甲状腺结节是指甲状腺细胞在局部异常生长所引起的散在病变,多在体格检查中偶然发现。近年研究提示,国内外甲状腺疾病检出率均呈上升趋势[1-3]。随着高分辨率彩超广泛应用于甲状腺疾病的检查,提高了该病的检出率,使甲状腺结节的检出率达19%~68%,其中7%~15%为甲状腺癌[4]。长期以来有关甲状腺疾病影响因素方面的研究很多,现已公认饮水碘含量过高或缺乏均可造成甲状腺形态和功能的损害。但饮水中氟与碘双重因素对甲状腺形态和功能的影响,各地的研究结果不一致[5-7]。
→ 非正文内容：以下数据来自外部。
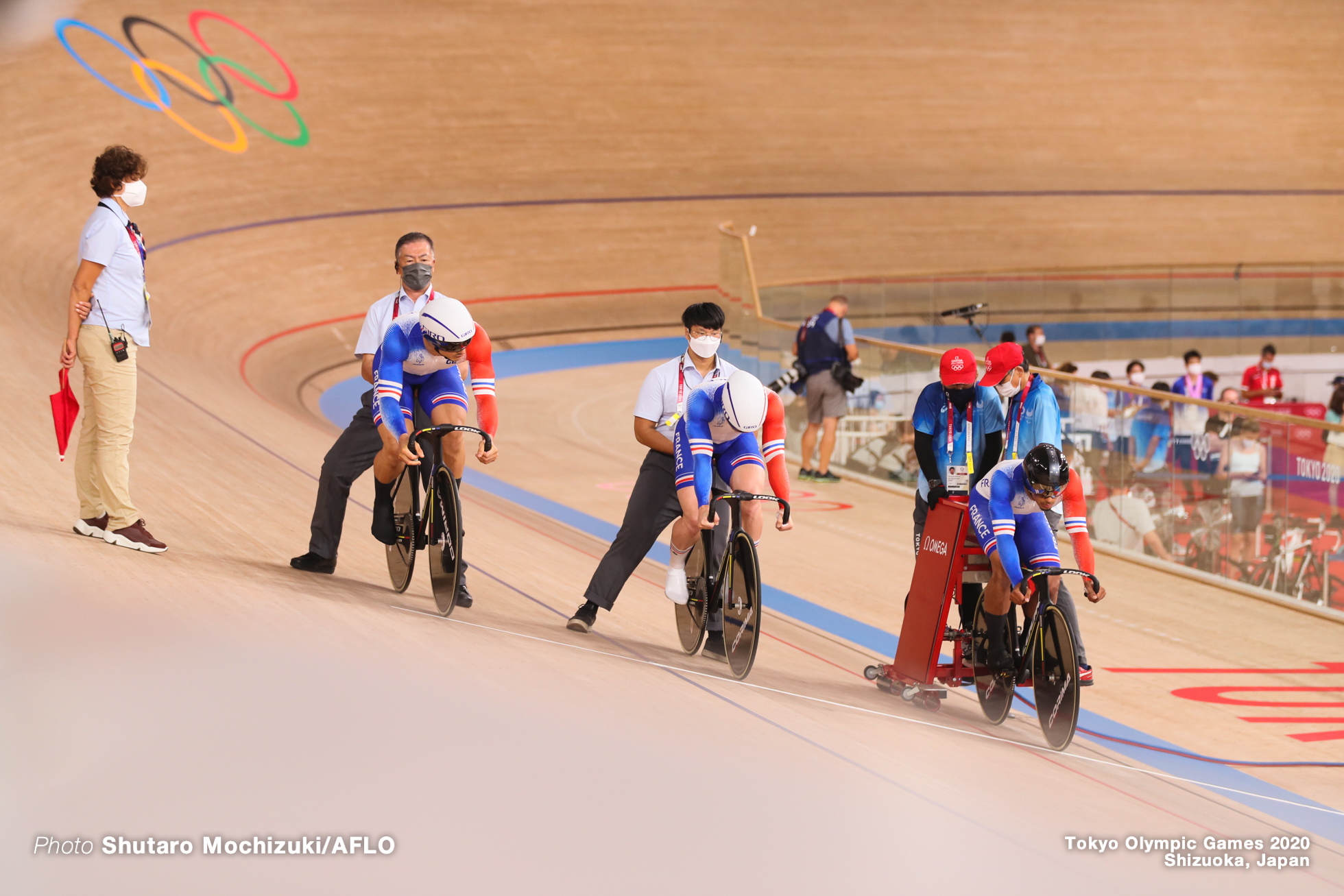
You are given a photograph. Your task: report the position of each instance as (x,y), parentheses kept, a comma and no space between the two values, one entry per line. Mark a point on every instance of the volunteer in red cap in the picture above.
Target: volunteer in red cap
(1033,414)
(959,437)
(946,414)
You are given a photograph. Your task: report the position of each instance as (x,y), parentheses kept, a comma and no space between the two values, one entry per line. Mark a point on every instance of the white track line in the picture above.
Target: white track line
(873,712)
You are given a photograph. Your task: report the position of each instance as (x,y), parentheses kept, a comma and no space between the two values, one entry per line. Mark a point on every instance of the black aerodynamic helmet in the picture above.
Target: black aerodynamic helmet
(1044,469)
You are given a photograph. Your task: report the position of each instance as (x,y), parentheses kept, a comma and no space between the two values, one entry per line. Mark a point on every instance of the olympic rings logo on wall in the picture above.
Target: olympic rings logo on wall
(151,74)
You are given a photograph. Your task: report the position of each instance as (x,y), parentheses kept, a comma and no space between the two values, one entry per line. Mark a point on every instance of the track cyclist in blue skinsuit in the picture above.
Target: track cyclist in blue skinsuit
(1008,513)
(718,429)
(421,352)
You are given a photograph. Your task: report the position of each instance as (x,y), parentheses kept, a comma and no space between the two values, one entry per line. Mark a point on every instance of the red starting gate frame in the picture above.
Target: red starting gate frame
(949,559)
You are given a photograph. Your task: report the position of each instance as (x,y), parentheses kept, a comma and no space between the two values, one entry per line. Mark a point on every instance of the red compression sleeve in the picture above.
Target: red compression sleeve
(483,380)
(772,435)
(1075,523)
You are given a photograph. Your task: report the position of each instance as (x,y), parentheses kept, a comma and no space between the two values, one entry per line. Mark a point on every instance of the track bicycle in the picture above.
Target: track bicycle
(1043,656)
(733,585)
(438,530)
本研究拟通过调查饮水中不同碘、氟含量地区儿童甲状腺结节检出情况,为进一步探讨饮水碘、氟单一因素及双重因素对儿童甲状腺疾病的影响提供基础数据。

1   对象与方法

1.1   调查对象

依据GB 16005—2009 《碘缺乏病病区划分》、GB/T 19380—2016 《水源性高碘地区和高碘病区的划定》和GB 17017—2010 《地方性氟中毒病区控制标准》,可将河北省沧州市划分为单纯高碘(水碘≥ 100 µg/L,水氟0.5~<1 mg/L)、单纯低碘(水碘≤ 10 µg/L,水氟0.5~<1mg/L)、单纯正常碘(水碘>10~<100µg/L,水氟0.5~<1mg/L)、高碘高氟(水碘≥100 µg/L,水氟≥1 mg/L,根据检测地不同又可分为3个亚组)、低碘高氟地区(水碘≤ 10µg/L,水氟≥1mg/L)共五类八个地区。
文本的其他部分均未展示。